The End of the Conflict: Hopes and Fears

Source : http://www.alainet.org/es/articulo/178438

( Translated by Beatriz Vejarano, a CSN Volunteer Translator)

 

By Oto Higuita

The world witnessed the signing of Point 3, on ending the conflict, of the six points of the General Agreement for the Termination of the Conflict and the Construction of a Stable and Lasting Peace. It was signed at the end of an impeccable formal ceremony with the firm support of the international community.

With the exception of some small but powerful sectors of the extreme right – more from here than from there, bound to the idea of an endless war to safeguard the spoils obtained during a long confrontation of more than five decades – the world welcomed the signing as a fundamental and hopeful step on the way to peace in Colombia and in the continent, as Cuban President Raúl Castro aptly put it during his intervention.

Among the most difficult issues to solve, as they mean putting an end to a cruel and historic armed confrontation between the State and insurgent groups – in which the majority of the dead have been hundreds of thousands of ordinary people – are establishing the conditions of a bilateral, permanent, ceasefire and cessation of hostilities; the surrender of weapons by the rebels; guaranteeing security for the participation by the insurgents in political life and their transition toward becoming a legal political movement; and combatting and dismantling the paramilitaries, the true threat to peace.

Point 3, regarding the end of the conflict, addresses essential questions which, if implemented, would mean the beginning of the end of the dark and horrendous war we have endured. It is, perhaps, the most hopeful message about the end of the war and that is why millions turned it into a people’s festival; they felt they were celebrating the last day of the war in Colombia.

There was jubilation in thousands of hearts and tears of joy on thousands of faces of people who could not believe what they were hearing and seeing, excitement and a carnival atmosphere in public parks and squares; and, of course, desolation, anger, and rejection by those – not few – who are stubbornly bent on inciting more war, as devastating and horrendous as it has been.

The democratic and popular base faces a gigantic task: to put together a broad, nation-wide, patriotic movement in favor of the peace agreements, which, as imperfect as they might seem, imply defeating by peaceful means those who insist on keeping the country under the domination of war.

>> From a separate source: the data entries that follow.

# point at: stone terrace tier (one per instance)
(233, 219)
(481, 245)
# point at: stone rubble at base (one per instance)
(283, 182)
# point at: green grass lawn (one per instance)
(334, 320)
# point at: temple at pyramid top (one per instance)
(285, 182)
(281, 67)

From the communications media aligned with their interests, they rail against the peace agreements and cry out to reject them and to pursue the war and the pillage they perpetrated. They don’t want guerrilla commanders participating in politics, they want them in jail; and they don’t want them being elected for public office – as if we were back in the times of the authoritarianism and despotism of “democratic security,” when a wimp acted as top man, believing that he could forever impose his petty personal interests over the higher interests of a democratic and sovereign homeland.

After long, complex, and difficult dialogues in Havana, we are beginning a new and hopeful period in Colombia. We still lack a negotiation table between the ELN-EPL guerrillas and the government, and the democratic and popular movement should demand that such a table be set up to avoid an incomplete peace that limps along, as it happened, for example, in 1991, when President César Gaviria split up the negotiating strategy, sitting at the table with the M-19, the EPL and other guerrillas to get them to demobilize, which they did, while the FARC, the ELN, and a sector of the EPL, which did not accept the conditions for surrender, were bombed, as happened in Casa Verde, the main FARC base.

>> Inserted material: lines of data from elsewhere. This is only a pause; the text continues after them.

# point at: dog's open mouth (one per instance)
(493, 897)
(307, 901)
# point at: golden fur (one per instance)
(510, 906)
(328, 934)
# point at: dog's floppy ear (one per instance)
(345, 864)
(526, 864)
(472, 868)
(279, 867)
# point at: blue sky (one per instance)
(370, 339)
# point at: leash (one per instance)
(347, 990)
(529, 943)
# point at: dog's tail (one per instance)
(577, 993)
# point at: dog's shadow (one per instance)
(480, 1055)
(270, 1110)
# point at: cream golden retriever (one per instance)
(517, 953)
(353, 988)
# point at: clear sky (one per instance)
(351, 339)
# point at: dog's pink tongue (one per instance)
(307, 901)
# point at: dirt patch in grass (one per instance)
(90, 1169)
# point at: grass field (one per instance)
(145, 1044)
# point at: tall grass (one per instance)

The fear of many compatriots who have not yet understood the message and the meaning of the peace agreements in Havana clouds the hope sparked among broad sectors of the Colombian population by progress in the peace accords. By means of a broad and complete peace-education strategy, let us invite them to reflect upon the fact that, if those who have waged and lived the war are now ready to make the transition from a movement that rose up in arms to one that rises up with ideas, it is because the day is near when we will all be able to say: we conquered the greatest obstacles and forever broke the fatal link between politics and arms, both by the State and the guerrillas.

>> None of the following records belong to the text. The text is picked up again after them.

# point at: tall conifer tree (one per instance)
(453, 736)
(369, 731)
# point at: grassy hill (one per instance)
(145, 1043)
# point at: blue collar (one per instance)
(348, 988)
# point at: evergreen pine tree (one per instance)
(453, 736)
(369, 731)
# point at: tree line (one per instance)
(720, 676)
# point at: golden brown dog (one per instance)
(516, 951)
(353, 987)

The fear of the peace agreements will be overcome through implementing them with concrete actions for the common good and for a better life for the Colombian people – the historical debt that the Colombian State must assume and which, in addition, would bring about the defeat of the long war. We must still conquer the citizens’ distrust and the treacherous warmongering, fight to achieve social justice, and hope that one day it will be possible to die in a Colombia in peace.